Heard a Play: "The Rivalry" by Norman Corwin

Heard A Play: The Rivalry by Norman Corwin, presented by LA Theatre Works, 2009 production (for audio, I do not know about the play).

Dramatic look at the 1858 debates between Lincoln and Douglas. Acted by Paul Giamatti as Douglas, David Strathairn as Lincoln, and Lily Rabe as Douglas's wife Adele. Smippets of debates plus private conversations between the Douglas's and the Douglas's with Lincoln.

Don't listen to the audiobook out loud if only snippets can be heard by passers by. The reason for this is that Douglas's racism is a focus. A neat example of history told through fiction. Although I suppose there are plenty of critics about what Corwin did and did not give his characters to say.

The first debates to be transcribed and printed in newspapers. The 1858 senatorial race made headlines because of the importance of slavery being extended, or not, into the territories. From a modern eye Douglas was a racist prick. He focused on the Union above all and thought blacks were a lower rank of people anyway - Corwin includes several sections of Douglas's speeches where the rails against miscegenation and mongrels. Douglas also wants to get elected and uses half-truths whenever needed. Douglas was a party man.
Lincoln is also a politician. But Lincoln is also Lincoln so of course he will come out better than Douglas. Not a difficult thing to do anyway when Douglas is so easily hung by his own words. Lincoln is full of jokes and stories. His debate style is assured and clam next to a sometimes bombastic and emotional Douglas. He does not travel with his wife like Douglas does. His lawyer income is questioned.

The debates are also the same stuff you hear every 2, 4 and 6 years: Who is more patriotic? Who promises what? Which is them is a liar and cheat? What is being twisted to someone's advantage? The papers are lying about me! That paper told the truth, it's about time! Power, money and reputation are at stake so things get heated.

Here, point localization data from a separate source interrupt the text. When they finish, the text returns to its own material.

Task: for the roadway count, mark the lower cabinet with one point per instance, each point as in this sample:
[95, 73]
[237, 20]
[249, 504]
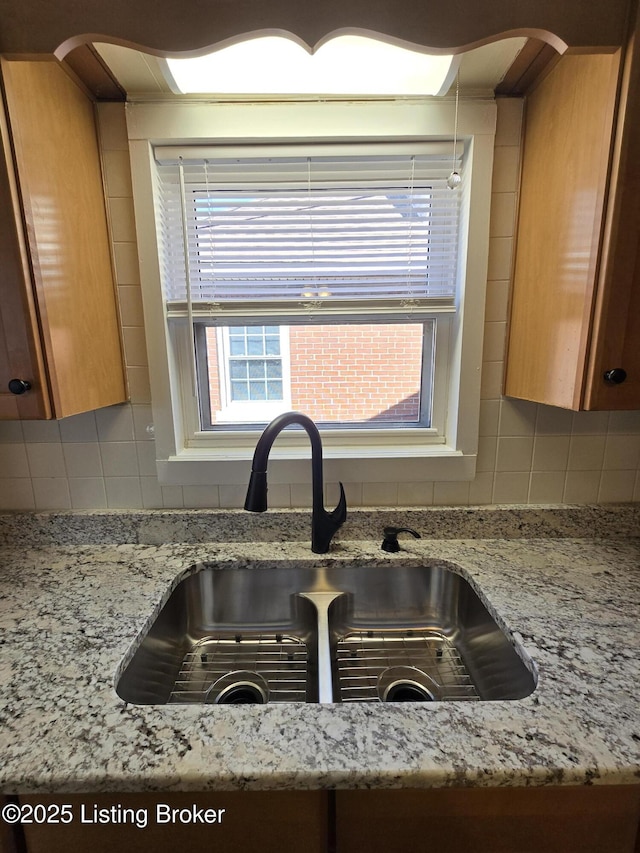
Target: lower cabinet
[224, 821]
[594, 819]
[591, 819]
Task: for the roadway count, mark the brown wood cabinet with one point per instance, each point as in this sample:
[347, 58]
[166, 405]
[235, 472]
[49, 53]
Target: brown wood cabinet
[59, 325]
[575, 301]
[265, 821]
[595, 819]
[585, 819]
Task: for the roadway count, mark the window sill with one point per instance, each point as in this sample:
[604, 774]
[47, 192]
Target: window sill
[289, 464]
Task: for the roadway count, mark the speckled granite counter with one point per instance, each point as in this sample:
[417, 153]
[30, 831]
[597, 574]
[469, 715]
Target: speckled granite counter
[76, 590]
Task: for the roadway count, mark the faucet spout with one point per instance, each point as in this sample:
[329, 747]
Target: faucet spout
[323, 524]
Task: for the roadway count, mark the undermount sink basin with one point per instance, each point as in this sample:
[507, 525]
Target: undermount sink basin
[401, 632]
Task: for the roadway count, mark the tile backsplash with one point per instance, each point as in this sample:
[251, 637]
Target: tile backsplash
[528, 453]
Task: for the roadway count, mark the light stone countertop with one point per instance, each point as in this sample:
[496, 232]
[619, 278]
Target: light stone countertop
[76, 590]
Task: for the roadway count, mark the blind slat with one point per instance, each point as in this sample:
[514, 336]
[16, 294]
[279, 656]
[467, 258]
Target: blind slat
[281, 228]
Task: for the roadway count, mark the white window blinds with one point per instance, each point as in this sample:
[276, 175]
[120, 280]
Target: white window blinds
[356, 228]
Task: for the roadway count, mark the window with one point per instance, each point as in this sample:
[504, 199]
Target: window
[244, 373]
[343, 279]
[352, 241]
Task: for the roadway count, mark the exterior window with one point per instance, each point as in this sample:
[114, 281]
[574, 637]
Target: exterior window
[284, 270]
[352, 242]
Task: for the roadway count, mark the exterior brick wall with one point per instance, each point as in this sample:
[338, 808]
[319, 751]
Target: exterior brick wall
[348, 372]
[351, 373]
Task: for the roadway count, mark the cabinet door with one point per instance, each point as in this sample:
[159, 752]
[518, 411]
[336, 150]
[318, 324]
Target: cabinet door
[20, 353]
[53, 132]
[265, 821]
[616, 336]
[566, 148]
[490, 820]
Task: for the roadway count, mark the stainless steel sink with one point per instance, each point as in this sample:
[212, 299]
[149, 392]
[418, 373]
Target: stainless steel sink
[390, 632]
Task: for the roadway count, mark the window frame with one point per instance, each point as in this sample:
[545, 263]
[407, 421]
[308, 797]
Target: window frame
[183, 455]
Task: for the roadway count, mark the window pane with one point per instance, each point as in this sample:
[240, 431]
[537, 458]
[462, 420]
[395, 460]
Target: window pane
[272, 345]
[256, 369]
[237, 346]
[274, 390]
[239, 391]
[344, 374]
[257, 391]
[238, 369]
[255, 345]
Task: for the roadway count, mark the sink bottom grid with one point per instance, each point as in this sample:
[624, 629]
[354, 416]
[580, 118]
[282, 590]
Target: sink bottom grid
[365, 658]
[277, 661]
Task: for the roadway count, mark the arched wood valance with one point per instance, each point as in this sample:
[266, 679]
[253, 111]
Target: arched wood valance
[191, 26]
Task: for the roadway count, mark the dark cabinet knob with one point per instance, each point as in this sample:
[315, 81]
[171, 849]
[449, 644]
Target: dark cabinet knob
[19, 386]
[615, 376]
[391, 543]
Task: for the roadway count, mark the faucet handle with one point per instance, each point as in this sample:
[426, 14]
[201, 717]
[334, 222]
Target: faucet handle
[391, 543]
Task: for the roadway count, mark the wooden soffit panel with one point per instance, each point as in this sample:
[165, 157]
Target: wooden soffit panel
[167, 26]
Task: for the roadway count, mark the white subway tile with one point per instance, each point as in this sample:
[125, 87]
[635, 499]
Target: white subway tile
[517, 417]
[553, 421]
[581, 487]
[481, 489]
[13, 461]
[87, 493]
[590, 423]
[119, 459]
[514, 453]
[115, 423]
[510, 488]
[146, 458]
[586, 452]
[79, 428]
[616, 486]
[82, 459]
[202, 496]
[487, 451]
[550, 452]
[546, 487]
[16, 493]
[41, 431]
[172, 497]
[450, 494]
[489, 417]
[46, 460]
[621, 452]
[123, 492]
[415, 494]
[11, 432]
[51, 493]
[380, 494]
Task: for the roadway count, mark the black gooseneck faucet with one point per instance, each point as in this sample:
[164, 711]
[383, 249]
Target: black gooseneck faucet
[323, 524]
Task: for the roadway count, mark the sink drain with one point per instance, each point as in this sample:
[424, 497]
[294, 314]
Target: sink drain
[239, 688]
[406, 684]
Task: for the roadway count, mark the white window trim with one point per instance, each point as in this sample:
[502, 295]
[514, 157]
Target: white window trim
[183, 460]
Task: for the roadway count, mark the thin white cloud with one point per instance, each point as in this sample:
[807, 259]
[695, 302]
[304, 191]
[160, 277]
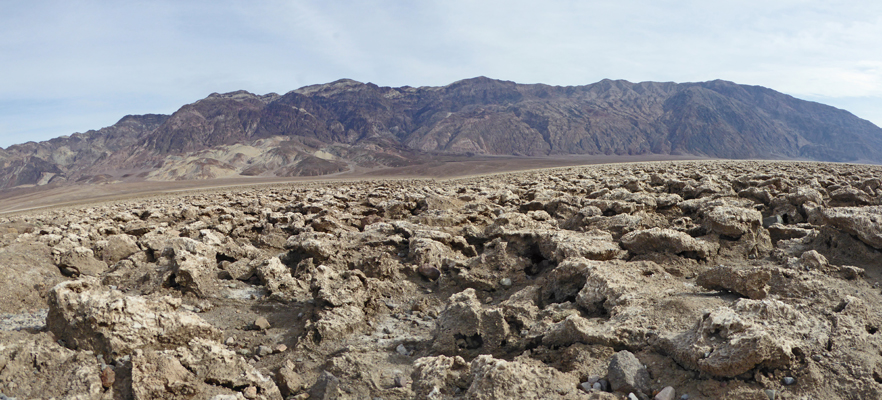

1. Douglas died at 48 years old.


Todd Mason said...

Douglas thus a cannier version of Trump, with more lined up against him. Certainly Lincoln was fortunate in his presidential election, if in little else...the Democratic Party as rent as the country and John Bell's Constitutional Union Party holding out the faint hope of squinting just enough to get by.

You typo Corwin's name in the headline. Corwin apparently published the play in 1960.

Gerard Saylor said...

I thought I'd fixed that typo earlier.

I'll admit to spacing out during classroom discussions on the political slavery negotiations from about 1840 to the war.